— Haben Sie etwas über diese komischen Figuren herausgefunden [145]? — не оборачиваясь, думая, что подпитывается проницательностью от тяжёлой чёрной шторы с искорёженной по форме складки свастикой.
— Nicht viel komischer als manche: Einer ist einfach klein, der andere bloß dick, und Sie sind in diesem Falle ein Abdruck der Phantasmagorie [146], — недовольно ответил смотритель, который, он убеждался в этом всё больше, стал очень много о себе понимать.
— «Hierhin» bedeutet in die Stadt, zur Station oder [147]…
— Oder [148].
— Ich warte [149].
— Der Befehl hieß bei mir hinter den Spiegeln [150].
— Selbst das haben sie gesehen [151]?
— Ich sah sogar, wer den Befehl gegeben hat [152].
— Wer denn [153]?
— Julius’ Herr Opa, er ist ein dünner Lulatsch [154].
— Ich hoffe, diese Ladung geht mit dem Befehl [155].

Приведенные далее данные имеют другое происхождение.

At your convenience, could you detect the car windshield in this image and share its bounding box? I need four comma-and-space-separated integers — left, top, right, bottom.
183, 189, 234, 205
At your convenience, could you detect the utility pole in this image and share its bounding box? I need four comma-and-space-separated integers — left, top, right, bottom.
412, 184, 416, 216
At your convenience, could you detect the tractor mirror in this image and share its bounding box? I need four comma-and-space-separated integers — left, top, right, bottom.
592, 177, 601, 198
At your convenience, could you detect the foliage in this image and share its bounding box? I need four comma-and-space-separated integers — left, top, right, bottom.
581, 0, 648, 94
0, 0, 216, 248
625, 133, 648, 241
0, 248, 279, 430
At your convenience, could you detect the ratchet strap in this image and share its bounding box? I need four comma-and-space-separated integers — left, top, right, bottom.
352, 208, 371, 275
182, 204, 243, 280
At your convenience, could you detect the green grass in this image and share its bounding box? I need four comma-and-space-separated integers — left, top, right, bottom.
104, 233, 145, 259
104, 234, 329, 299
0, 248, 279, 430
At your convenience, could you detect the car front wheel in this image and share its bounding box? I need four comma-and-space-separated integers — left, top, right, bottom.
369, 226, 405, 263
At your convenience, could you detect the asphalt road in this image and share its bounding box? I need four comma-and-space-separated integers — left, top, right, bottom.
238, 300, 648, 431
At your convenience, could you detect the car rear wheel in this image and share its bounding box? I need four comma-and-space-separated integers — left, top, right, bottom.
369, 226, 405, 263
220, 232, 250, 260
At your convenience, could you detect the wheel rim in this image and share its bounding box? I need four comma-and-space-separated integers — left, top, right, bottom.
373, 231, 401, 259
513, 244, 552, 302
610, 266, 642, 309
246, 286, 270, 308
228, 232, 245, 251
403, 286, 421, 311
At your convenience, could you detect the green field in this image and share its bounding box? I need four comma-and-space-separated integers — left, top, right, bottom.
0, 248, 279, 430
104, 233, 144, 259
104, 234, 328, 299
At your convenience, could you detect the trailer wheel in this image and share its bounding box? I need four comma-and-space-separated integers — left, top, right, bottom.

Он думал, с каким удовольствием в солнечный день направил бы зеркала на гауляйтера. Вдалеке шумел Рьюканфоссен. Гауляйтер взирал на смотрителя и представлял, как принимает в тиски его ворот и с развёрстой глоткой суёт под водопад.
— Wie groß wird die Ladung sein [156]?
— Groß genug. Ich würde Sie bitten, Leute für tägliche Lieferungen zur Station zur Wasserstoffanreicherung bereitzustellen [157].
Гауляйтер ухмыльнулся.
— Wäre es nicht besser, sie in Vemork zu ordnen und dann nach Herzenslust anzureichern [158]?
— Nein. Die Zusammensetzung der Ladung ist so, dass ein ständiger Aufenthalt am Bahnhof den Sicherheitsmaßnahmen nicht entspricht [159].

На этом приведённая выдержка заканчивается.